Failure to utilize GPUs at NERSC

Peter_Chun_Pang_Li · April 10, 2024, 1:25pm

Hi all, I am currently doing some testing on NERSC’s gpu nodes. I decided to use a really simple lammps script that models the movement of a million argon atoms under short range LJ potential. Everything ran well with the cpu node on NERSC. However, in an attempt to the GPUs at NERSC, I have utilized the GPU nodes while running my LAMMPS script with both the GPU package as well as KOKKOS package, and both ran into some issues

For the GPU package, I ran into the following error:
lmp: /opt/udiImage/modules/mpich/dep/libcurl.so.4: no version information avail>
lmp: /opt/udiImage/modules/mpich/dep/libcurl.so.4: no version information avail>
LAMMPS (2 Aug 2023)
OMP_NUM_THREADS environment is not set. Defaulting to 1 thread. (src/comm.cpp:9>
using 1 OpenMP thread(s) per MPI task
package gpu 1
ERROR: Invalid OpenCL platform ID. (src/GPU/gpu_extra.h:77)
Last command: package gpu 1
srun: error: nid001357: task 0: Exited with exit code 1
srun: Terminating StepId=24183628.0
NERSC has three docker images for LAMMPS:
perlmutter docker READY 78c9bbb876 2023-10-11T15:35:48 nersc/lammps_all:23.08
perlmutter docker READY 1265e04cff 2023-12-05T12:20:10 nersc/lammps_allegro:23.08
perlmutter docker READY a546b186a4 2023-09-19T12:14:13 nersc/lammps_lite:23.08
I was wondering is it because these docker image doesn’t contain the GPU package? Should I build my own lammps from source on NERSC to include the GPU package?

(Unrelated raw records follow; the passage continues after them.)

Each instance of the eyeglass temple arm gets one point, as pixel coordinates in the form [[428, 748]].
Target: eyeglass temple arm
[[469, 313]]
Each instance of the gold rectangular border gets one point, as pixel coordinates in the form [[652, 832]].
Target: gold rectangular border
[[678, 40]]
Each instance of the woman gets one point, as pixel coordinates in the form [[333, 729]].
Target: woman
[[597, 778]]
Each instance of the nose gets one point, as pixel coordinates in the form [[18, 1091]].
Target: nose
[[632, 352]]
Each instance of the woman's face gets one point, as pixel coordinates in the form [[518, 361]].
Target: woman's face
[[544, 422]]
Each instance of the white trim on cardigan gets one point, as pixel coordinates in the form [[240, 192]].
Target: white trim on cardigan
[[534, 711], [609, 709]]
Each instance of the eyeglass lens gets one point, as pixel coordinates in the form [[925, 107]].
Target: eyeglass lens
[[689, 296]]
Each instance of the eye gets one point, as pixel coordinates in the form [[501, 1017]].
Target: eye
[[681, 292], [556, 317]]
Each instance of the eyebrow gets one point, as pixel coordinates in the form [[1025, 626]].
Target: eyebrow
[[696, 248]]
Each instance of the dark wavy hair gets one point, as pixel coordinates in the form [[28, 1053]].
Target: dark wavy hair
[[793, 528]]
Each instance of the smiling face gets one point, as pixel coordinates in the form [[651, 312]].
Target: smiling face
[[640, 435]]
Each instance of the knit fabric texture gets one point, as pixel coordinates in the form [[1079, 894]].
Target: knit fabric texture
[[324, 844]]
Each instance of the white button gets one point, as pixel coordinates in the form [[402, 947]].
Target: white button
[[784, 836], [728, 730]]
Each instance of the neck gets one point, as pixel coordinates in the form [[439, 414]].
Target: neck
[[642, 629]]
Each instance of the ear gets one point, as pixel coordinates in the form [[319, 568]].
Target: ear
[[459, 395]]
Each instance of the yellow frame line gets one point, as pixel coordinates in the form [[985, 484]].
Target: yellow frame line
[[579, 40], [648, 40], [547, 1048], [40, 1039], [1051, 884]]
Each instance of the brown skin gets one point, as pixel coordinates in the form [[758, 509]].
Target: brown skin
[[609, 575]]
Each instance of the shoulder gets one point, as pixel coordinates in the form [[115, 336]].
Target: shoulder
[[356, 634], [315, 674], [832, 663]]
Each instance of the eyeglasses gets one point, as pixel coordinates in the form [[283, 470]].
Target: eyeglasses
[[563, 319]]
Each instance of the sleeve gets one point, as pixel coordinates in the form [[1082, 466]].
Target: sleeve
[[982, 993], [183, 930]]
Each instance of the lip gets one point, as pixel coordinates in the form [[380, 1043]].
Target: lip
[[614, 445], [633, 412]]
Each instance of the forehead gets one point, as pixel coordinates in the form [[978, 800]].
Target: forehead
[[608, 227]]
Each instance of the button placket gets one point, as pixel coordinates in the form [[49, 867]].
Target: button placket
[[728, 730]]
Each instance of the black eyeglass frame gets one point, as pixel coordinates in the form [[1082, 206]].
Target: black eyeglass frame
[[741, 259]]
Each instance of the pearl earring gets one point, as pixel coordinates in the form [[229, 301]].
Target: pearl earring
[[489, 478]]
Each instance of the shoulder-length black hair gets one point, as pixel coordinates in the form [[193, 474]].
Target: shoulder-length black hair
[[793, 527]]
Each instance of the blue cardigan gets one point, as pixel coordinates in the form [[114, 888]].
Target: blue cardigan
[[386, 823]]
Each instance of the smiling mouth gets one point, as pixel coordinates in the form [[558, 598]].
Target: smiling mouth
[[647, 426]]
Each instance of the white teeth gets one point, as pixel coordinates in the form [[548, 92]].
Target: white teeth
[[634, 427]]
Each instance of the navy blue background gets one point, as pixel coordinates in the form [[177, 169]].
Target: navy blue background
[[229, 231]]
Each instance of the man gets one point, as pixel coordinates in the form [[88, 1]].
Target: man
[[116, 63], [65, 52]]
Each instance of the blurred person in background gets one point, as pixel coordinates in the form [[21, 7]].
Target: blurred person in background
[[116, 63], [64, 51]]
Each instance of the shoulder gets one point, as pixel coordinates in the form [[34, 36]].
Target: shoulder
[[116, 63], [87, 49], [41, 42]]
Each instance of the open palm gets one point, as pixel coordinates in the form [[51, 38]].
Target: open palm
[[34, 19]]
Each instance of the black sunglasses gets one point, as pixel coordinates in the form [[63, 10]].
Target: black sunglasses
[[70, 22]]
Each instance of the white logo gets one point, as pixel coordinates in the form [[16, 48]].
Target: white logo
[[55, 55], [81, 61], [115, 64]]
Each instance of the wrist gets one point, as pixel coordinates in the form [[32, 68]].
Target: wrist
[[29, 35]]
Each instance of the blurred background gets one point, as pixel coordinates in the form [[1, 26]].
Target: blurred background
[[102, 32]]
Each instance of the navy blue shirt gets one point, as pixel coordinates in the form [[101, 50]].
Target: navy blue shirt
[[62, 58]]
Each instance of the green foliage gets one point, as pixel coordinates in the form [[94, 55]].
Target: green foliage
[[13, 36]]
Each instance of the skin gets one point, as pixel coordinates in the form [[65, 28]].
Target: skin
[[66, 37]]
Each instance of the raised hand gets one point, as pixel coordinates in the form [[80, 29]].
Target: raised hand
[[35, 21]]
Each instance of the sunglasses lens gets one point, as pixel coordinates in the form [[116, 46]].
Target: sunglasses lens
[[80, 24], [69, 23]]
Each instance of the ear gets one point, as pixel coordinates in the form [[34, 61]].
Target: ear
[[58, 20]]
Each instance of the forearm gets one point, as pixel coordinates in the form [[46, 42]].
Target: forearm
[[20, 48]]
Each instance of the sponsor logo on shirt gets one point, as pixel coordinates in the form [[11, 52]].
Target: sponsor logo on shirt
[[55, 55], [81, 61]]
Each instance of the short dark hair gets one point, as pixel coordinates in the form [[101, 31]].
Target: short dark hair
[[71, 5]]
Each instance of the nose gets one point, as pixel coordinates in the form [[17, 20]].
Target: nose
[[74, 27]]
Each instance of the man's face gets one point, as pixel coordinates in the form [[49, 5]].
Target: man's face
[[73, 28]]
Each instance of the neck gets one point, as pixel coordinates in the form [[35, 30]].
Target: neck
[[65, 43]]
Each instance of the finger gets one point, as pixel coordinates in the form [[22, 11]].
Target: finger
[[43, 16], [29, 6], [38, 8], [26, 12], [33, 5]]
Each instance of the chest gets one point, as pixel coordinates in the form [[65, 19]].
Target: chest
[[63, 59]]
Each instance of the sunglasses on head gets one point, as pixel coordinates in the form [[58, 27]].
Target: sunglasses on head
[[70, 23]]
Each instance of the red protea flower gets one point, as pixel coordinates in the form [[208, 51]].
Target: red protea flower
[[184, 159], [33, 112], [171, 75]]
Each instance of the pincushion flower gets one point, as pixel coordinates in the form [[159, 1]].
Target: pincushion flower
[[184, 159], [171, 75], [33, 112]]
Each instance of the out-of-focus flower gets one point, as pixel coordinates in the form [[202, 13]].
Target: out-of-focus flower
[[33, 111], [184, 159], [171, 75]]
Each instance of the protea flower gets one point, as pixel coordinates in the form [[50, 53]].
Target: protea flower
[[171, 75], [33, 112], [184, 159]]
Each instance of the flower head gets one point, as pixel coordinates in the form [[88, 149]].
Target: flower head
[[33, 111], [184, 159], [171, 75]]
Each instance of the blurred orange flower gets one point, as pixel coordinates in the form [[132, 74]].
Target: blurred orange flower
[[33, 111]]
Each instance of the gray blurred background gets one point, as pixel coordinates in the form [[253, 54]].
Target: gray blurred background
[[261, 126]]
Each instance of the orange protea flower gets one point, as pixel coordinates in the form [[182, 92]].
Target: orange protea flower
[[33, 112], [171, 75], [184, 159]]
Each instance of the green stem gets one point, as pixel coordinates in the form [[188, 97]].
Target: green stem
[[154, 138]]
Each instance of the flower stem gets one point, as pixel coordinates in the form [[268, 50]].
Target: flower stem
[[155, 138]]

For the KOKKOS package, I ran into the following warning:
WARNING: Fix with atom-based arrays not compatible with sending data in Kokkos communication, switching to classic exchange/border communication (src/KOKKOS/comm_kokkos.cpp:666)
WARNING: Fix with atom-based arrays not compatible with Kokkos sorting on device, switching to classic host sorting (src/KOKKOS/atom_kokkos.cpp:178)
I have read the previous posts on this forum with regard to the same issue, and I understand that is not an error but just not utilizing the GPUs efficiently. However, after I have looked at my GPUs time after running this, I have not used any of my GPU computation time. So, it means all the work has been pushed back onto the CPU on the GPU node. How can I address this issue?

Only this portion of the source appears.